David Wargin, an S&P spokesman, said the company is evaluating the rules to “determine what changes to our operations may be required.”
“We are committed to the highest standards in our ratings activities and complying with the new requirements,” he said.
The rules also create a process for suspending or revoking the registration of credit raters if a rating is found to have been tainted by sales and marketing motives.
The SEC said seven other smaller credit rating firms, including Morningstar Inc. and Kroll Bond Rating Agency Inc., may apply for exemptions from the conflict-of-interest rules.
Michael Piwowar, a Republican commissioner who opposed the rules, said the agency’s plan is too prescriptive, while the wall between sales and analysis may restrict the ability of ratings firms to grow.
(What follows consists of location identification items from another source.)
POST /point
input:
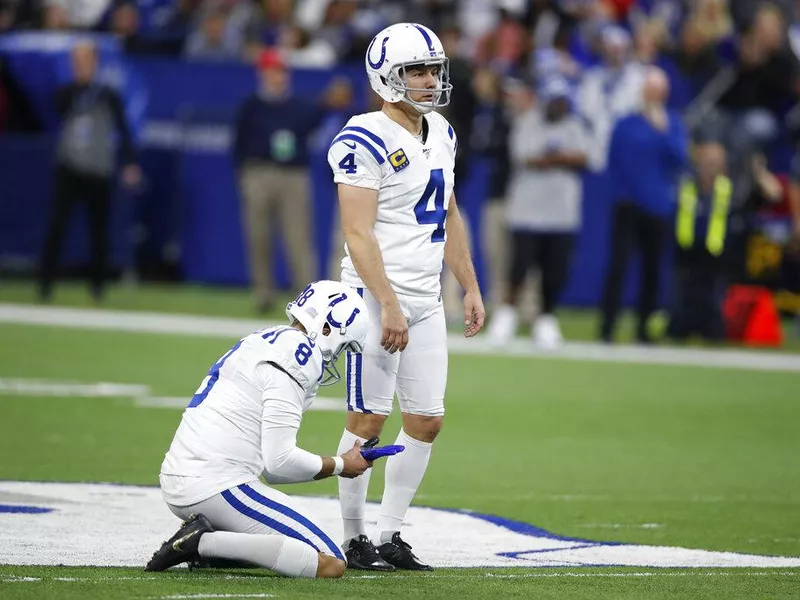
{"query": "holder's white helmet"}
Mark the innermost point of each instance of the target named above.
(340, 308)
(399, 47)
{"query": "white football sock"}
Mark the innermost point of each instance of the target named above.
(352, 493)
(278, 553)
(404, 473)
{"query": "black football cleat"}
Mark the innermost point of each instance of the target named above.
(181, 547)
(362, 554)
(398, 553)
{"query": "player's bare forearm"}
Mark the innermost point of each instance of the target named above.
(368, 261)
(456, 250)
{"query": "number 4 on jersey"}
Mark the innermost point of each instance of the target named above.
(438, 214)
(348, 163)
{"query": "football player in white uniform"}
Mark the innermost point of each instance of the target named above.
(242, 423)
(394, 170)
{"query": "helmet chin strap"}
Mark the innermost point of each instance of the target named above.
(422, 109)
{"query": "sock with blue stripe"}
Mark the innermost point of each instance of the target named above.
(278, 553)
(404, 473)
(352, 493)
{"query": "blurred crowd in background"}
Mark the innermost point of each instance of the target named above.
(684, 109)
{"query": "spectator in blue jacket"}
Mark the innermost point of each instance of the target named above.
(272, 156)
(647, 154)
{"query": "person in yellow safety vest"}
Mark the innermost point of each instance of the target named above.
(701, 226)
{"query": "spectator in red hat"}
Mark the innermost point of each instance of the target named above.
(272, 157)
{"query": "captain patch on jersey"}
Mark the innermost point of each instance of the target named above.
(413, 176)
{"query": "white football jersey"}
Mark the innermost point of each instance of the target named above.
(218, 444)
(414, 181)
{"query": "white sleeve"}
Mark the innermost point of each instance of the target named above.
(282, 402)
(356, 161)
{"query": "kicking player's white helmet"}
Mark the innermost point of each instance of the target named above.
(399, 47)
(345, 313)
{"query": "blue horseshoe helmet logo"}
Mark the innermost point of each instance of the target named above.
(377, 65)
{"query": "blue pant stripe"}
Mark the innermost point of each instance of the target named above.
(265, 520)
(293, 514)
(359, 358)
(349, 384)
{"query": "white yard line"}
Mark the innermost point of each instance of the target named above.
(148, 322)
(530, 575)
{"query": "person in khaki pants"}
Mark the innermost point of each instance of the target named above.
(271, 153)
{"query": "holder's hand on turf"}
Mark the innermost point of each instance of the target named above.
(354, 463)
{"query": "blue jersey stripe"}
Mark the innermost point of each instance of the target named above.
(369, 134)
(363, 142)
(428, 39)
(264, 519)
(293, 514)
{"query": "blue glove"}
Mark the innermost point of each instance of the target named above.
(371, 454)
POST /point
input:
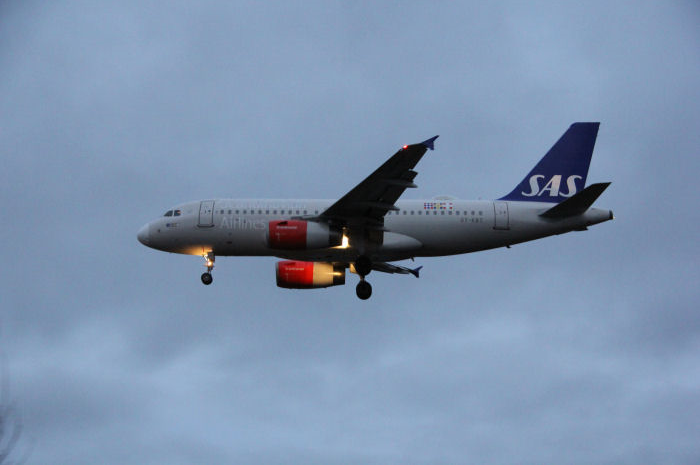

Any ratings firm “that grows its business in any asset class could be suspected of having the ratings determination process ‘influenced by’ sales and marketing considerations,” he said.
The SEC also unanimously approved a separate set of rules that enhance protections for investors who buy bonds backed by mortgages, auto loans and leases, and commercial buildings. Sellers of the bonds will have to provide investors with loan-level data that can be used to judge the riskiness of the securities. The details include the borrowers’ debt levels and credit scores as well as information about loan balances and payments.
The new requirements cover part of the market for mortgage-backed securities that aren’t guaranteed by the government, a market which imploded in 2008. The rules don’t apply to offerings of asset-backed securities that are sold to investors in private placements.
Banks eligible to accelerate sales of asset-backed bonds with minimal SEC review will have to provide an executive’s certification that investor disclosures are accurate. They also will have to provide a process for reviewing soured assets that may be eligible to be repurchased.
“The reforms before us today will add critical protections for investors and strengthen our securities markets by targeting products, activities and practices that were at the center of the financial crisis,” White said in a statement before the vote. “Investors will have powerful new tools for independently evaluating the quality of asset-backed securities and credit ratings.”